Wayne Cordeiro, in Leading on Empty, talks about twelve “dials” on the dashboard of an airplane.  He says,”Yes, a central concern is certainly getting from Point A to Point B in a timely fashion, but the lives and safety of those on board are more important.”  You cannot see the engine and know what the oil pressure or water temperature is without gauges but these critical components need to be monitored.  Cordeiro says, “My “dashboard” includes twelve dials that meter vital systems essential to my health and success.”  We must be focused on the dials and gauges that are true indicators of how well our lives are running in the eyes of the Lord.  Here are some gauges on the dashboard of life that really matter:

  • Spiritual Walk – Are you daily seeking Him and His face or are you just going through the motions?  Because of so many bells and whistles in church life today it is easy to interpret our activity as spiritual health, but not necessarily.  “If you aren’t getting your sense of well being vertically, you will shop for it horizontally and always come up short.” –Paul Tripp
  • Marriage and Family – Are you the spiritual leader in your home?  Does your family see the same person at home that they see at church?  You must not allow ministry to make you one-dimensional.  Take time to walk, talk, and pray together.  “Not everything that can be counted counts and not everything that counts can be counted.” –Wm Bruce Cameron
  • Missional Living – Are you focused on those in your circle of influence who do not know Jesus Christ personally?  What are you doing about it?  It is estimated that there are enough people in churches right now to see the Great Commission fulfilled in our life time.  Right now!  “When it comes to the gospel, some Christians just click “like” instead of “share.” –Burk Parsons
  • Discipleship – Do you have a process of discipleship that is easily reproducible?  Is your process effective in producing healthy disciples?  Are you personally being discipled and are you discipling someone?  Everyone should have a Paul and a Timothy in their life.  “Do you really want to experience God?  Then go and make disciples!” –Francis Chan
  • Friendships – Do you have a social life where you spend time fellowshipping with friends?  Are you seen as friendly person that cares about others more than you care about yourself?  Every Christian should be willing to stand alone for God but should never have too.  “Fellowship is a place of grace, where mistakes aren’t rubbed in but rubbed out.” –Rick Warren
  • Church Life – Is your church intentionally carrying out the Great Commission?  Are you more focused on doing church than being the church?  Are you more inwardly focused than outwardly?  Are you program driven or people driven?  “Remember the Alamo!  It began as a mission, became a battlefield, and now is a museum.  Wrong trajectory for a church.” –Alvin Reed
  • Faith – Do you believe that you are complete in Christ?  Do you trust in your ability more than the power of the indwelling Holy Spirit of God?  Did you know you can take a day off and get just as much done? (Read Ex. 16)  A leader, in the area of faith, has been described as someone willing to build an ark in the dark!

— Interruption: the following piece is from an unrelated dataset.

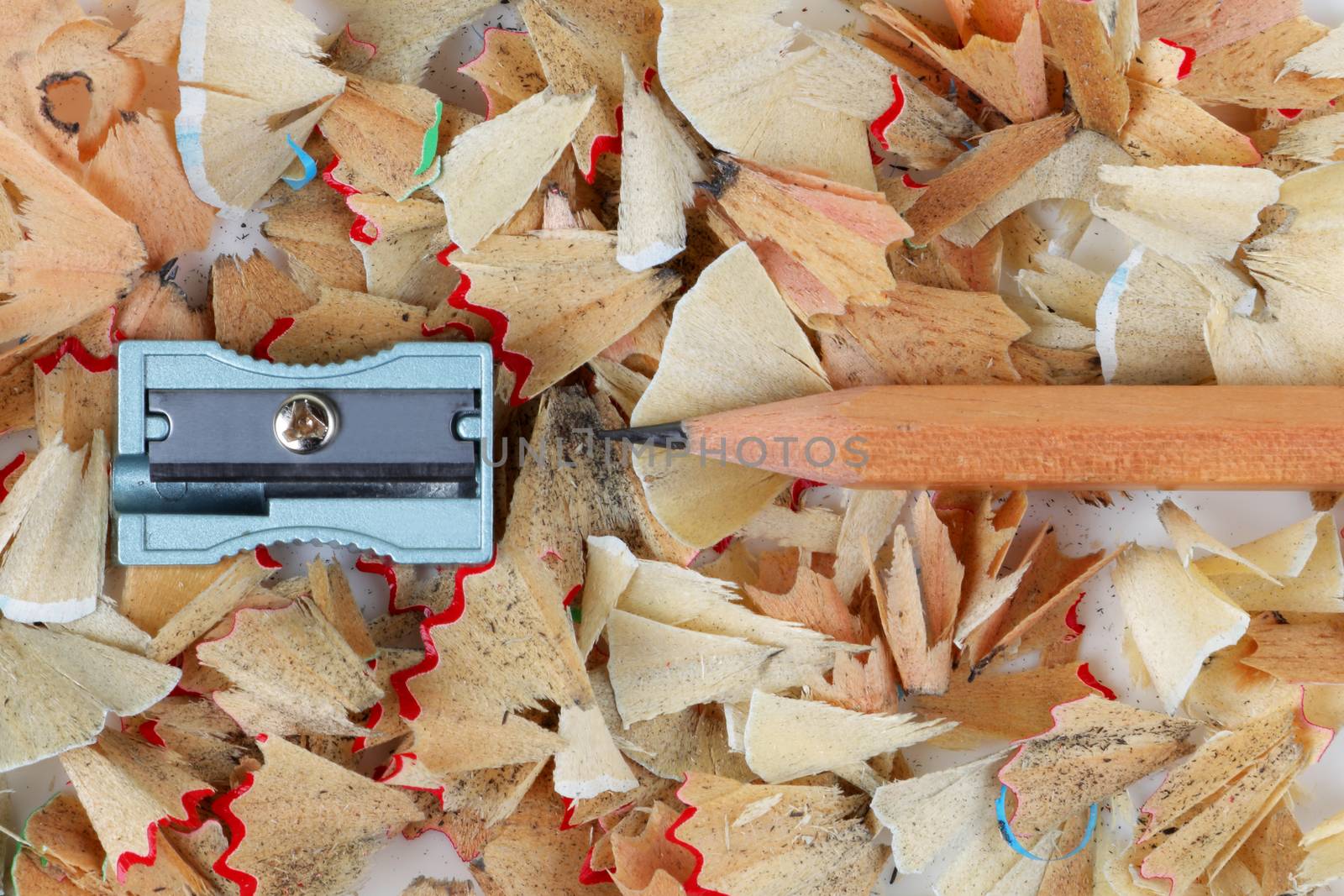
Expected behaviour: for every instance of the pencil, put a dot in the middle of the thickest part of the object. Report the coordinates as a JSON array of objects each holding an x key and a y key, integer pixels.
[{"x": 1032, "y": 437}]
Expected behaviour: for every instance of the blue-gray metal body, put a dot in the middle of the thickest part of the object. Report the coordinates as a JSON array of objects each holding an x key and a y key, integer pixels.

Lately, I have participated in a small group of local pastors and preachers and we all graded our own personal life “dashboards.”  We gave ourselves grade letters, some used 1-10, with A- being the highest and C- being the lowest.  What kind of grade would you give yourself in these seven areas?  What kind of grade would your wife give you on your marriage and family gauge?  Now is a great time to put together your own dashboard, with your own personal gauges, and see what they are really saying!

A healthy church focuses on the most important gauges!